Now that I graduated and no longer compete, I keep it simple. I usually run
about six miles with a stop in the middle to do body weight workouts at a
calisthenics park (pull-ups, dips, push-ups, l sits, etc). When I get back, I
drink a chocolate milk immediately to hold me over while I shower and prepare
a more substantial meal. Chocolate milk is a great source of protein. For the
meal, I usually have some combination of chicken, pasta, salad and vegetables.

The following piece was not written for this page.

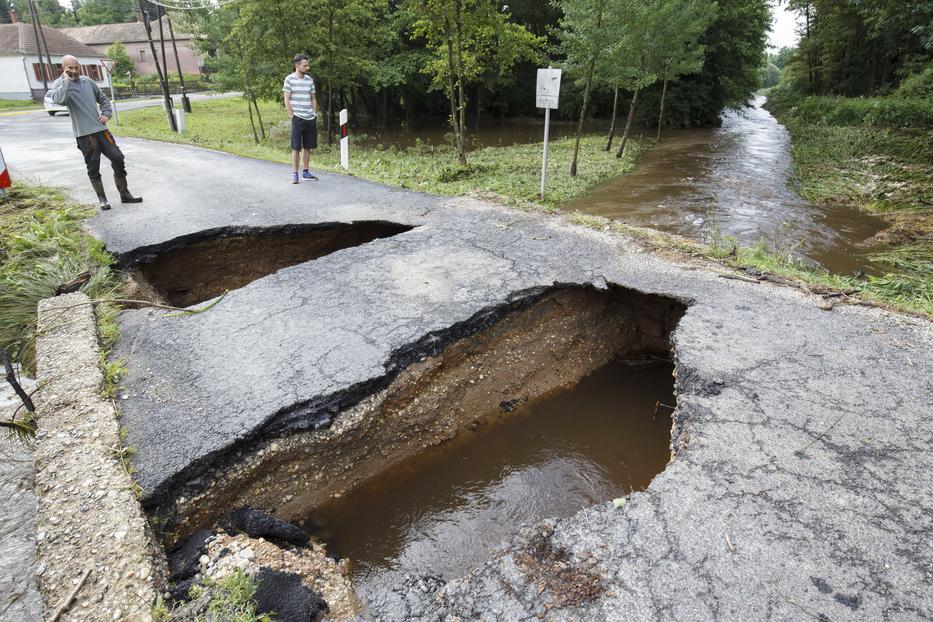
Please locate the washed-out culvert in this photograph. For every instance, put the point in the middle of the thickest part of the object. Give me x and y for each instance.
(196, 268)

Other than that, the only hard rule I follow is to eat breakfast every day,
usually scrambled eggs with cheese. And some fruit throughout the rest of the
day.

On days when I don't exercise, I usually eat similar foods but in smaller
quantities. I basically just listen to my body and if I'm hungry, I eat more.
If I'm not, I eat less.

------
serg_chernata
I am also very curious and will hope for a response from someone far more
knowledgeable.

However, from my own research and experience I actually think there is no real
answer someone else can give you. All of our bodies are different. Beyond
that, the dietary advice we all choose to follow is even more different. I
have a friend who basically fasts yet works out twice a day. I myself do
something reminiscent of intermittent fasting with a touch of keto macros and
do fairly well. Others follow a more "typical" diet and do just fine in their
own ways.

My point is, get some basics and then just see what works for you.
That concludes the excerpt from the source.